El presidente Donald Trump ha expresado su convicción de que Ucrania tendrá que aceptar un acuerdo de paz bajo las condiciones de Rusia para poner fin al conflicto.
Esta postura, revelada por altos funcionarios y fuentes cercanas a su administración, se basa en un análisis pragmático del balance de poder en la región.
Según sus asesores, el mandatario estadounidense cree que Rusia tiene la ventaja en la guerra y que la clave para lograr la paz reside en convencer a Moscú de negociar. En contraste, Trump percibe que su gobierno tiene más “puntos de presión” sobre Ucrania, ya que este país depende en gran medida de Estados Unidos para obtener armas e inteligencia. Esta dependencia, en su visión, es la palanca que facilitará la aceptación de un acuerdo por parte de Kiev.
Las fuentes consultadas por el medio Politico señalan que el líder estadounidense se ha mostrado reacio a presionar al presidente ruso, Vladímir Putin, pues está convencido de que su influencia sobre el régimen ucraniano y los países europeos es mucho mayor.

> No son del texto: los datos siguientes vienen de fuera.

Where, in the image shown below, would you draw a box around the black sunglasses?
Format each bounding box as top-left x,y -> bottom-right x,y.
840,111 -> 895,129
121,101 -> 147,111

Este enfoque diplomático se ha manifestado en las negociaciones, donde Trump ha evitado enviar advertencias a Moscú sobre un posible aumento en la ayuda militar a Kiev si fracasan los esfuerzos de paz.
En esencia, la visión de Trump plantea que la resolución del conflicto no vendrá de la confrontación directa con Rusia, sino de la capacidad de su gobierno para influir en Ucrania. La paz, desde esta perspectiva, se lograría no por la fuerza, sino a través de la negociación, con una clara desventaja para una de las partes.